1804, August 26.—Heard H.M. on ‘Now then we are ambassadors for Christ, as though God did beseech you by us: we pray you, in Christ’s stead, be ye reconciled to God. For He hath made Him to be sin (i.e. sin-offering) for us, Who knew no sin; that we might be made the righteousness of God in Him.’ Exordium on the honourable employment of a minister of the Gospel. In the text two things were implied. First, we were at enmity with God. Second, we were unable to restore ourselves to His favour. There were two things expressed in the text—the means of reconciliation, and God’s invitation to be reconciled; a threefold address to saints, backsliders, and sinners; and a farewell address. A precious sermon. Lord, bless the preacher, and those that heard him!

At that time, in 1804, the lady was still preoccupied, in conscience or heart, or both, by her imaginary ties to Mr. S. John. But six months before that she had heard of his approaching marriage, though, in fact, that did not take place till 1810. All that time, if she did not feel, to one to whom her heart had been more closely united than to any ‘earthly object,’ as she had written in her Diary, what Mr. H.M. Jeffery describes as the attachment of a widow with the responsibility of a wife, her scrupulous introspective habit was an obstacle to a healthy attachment. The preacher, younger than herself, was in 1804 evidently to her only an interesting and gracious second cousin, or perhaps a little more.

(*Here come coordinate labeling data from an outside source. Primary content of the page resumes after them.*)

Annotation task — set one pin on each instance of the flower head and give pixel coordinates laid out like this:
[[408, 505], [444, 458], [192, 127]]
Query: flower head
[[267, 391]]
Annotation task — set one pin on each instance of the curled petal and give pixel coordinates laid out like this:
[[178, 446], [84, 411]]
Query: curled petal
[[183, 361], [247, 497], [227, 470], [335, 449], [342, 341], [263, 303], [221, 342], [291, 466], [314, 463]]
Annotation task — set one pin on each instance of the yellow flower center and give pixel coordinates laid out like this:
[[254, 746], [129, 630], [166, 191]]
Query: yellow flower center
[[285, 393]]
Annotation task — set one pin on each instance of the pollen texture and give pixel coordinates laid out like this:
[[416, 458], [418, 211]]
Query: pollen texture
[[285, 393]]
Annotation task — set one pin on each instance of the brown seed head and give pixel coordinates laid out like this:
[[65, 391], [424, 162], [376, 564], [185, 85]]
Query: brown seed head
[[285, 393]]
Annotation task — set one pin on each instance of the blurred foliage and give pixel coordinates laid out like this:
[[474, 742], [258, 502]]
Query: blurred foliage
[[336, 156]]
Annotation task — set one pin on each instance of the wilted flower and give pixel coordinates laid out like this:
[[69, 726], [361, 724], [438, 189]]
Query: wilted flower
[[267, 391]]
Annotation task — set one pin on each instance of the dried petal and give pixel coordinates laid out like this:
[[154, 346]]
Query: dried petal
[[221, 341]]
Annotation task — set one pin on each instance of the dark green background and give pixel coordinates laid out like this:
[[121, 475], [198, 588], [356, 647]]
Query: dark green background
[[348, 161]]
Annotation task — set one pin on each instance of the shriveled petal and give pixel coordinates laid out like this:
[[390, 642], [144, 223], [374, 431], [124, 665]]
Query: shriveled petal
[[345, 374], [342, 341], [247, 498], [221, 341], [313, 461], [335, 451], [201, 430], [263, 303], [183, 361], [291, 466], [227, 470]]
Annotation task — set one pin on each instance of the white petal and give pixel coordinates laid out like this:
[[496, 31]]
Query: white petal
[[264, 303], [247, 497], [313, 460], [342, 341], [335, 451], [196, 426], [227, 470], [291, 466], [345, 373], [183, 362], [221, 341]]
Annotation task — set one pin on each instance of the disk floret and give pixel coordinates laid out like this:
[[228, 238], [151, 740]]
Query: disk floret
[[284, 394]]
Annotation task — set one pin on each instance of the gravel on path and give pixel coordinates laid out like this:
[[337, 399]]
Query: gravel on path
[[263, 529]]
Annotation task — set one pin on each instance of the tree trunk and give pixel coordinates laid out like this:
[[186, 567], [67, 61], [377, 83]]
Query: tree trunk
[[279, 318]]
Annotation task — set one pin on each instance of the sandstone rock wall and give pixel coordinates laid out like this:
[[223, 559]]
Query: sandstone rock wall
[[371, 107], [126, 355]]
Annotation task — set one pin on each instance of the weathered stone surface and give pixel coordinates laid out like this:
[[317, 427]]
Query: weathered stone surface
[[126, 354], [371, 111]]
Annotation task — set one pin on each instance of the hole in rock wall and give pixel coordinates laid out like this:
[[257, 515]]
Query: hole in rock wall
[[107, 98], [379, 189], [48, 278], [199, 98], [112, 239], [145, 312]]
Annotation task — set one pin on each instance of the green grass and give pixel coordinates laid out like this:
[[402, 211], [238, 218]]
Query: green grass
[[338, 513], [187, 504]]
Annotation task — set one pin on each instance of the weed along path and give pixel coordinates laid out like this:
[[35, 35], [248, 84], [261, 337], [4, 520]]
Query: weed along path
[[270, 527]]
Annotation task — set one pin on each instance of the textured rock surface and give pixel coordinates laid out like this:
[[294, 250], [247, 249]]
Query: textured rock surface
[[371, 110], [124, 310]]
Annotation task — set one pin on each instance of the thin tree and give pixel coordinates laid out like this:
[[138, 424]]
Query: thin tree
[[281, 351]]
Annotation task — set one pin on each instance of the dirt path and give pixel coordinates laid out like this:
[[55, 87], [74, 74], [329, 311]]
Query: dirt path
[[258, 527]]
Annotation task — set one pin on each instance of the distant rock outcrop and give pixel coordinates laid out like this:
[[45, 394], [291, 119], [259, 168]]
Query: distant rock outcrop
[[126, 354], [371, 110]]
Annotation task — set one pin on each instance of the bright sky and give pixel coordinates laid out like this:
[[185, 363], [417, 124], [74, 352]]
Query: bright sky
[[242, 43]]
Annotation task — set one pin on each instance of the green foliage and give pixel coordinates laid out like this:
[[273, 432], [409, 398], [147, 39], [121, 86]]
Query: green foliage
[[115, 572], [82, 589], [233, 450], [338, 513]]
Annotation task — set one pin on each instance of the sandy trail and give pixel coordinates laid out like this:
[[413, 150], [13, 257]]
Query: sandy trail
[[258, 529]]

On his way back to London Henry Martyn again visited Plymouth, where he learned from his cousin ‘that my attachment to her sister was not altogether unreturned, and the discovery gave me both pleasure and pain.’ He left them, his thoughts ‘almost wholly occupied with Lydia.’ London, Cambridge, his reading and his walking, his work and even his sleep, bring him no rest from the absorbing passion. His Journal is full of it, almost every day. Fortescue’s poems recall the happy mornings at St. Hilary, but his pensive meditation subsided into a more profitable one on the vanity of the world: ‘they marry and are given in marriage,’ and at the end of a few years what are they more than myself?—looking forward to the same dissolution, and expecting their real happiness in another life. ‘The fashion of this world passeth away,’ Amen. ‘Let me do the will of God while I am in it.’

The first day of the year 1805 led him to review the past five years, and to renew his self-dedication to God the Father, Son, and Holy Ghost, to be His servant for ever. The time for his departure to India was at hand, and his last act, on leaving London for Cambridge, to complete his arrangements for sailing, was deliberately to engage himself to Lydia Grenfell in the following letter to her sister.[11] It is thus referred to in his Journal:

I was in some doubt whether I should send the letter to Emma, as it was taking a very important step, and I could scarcely foresee all the consequences. However, I did send it, and may now be said to have engaged myself to Lydia.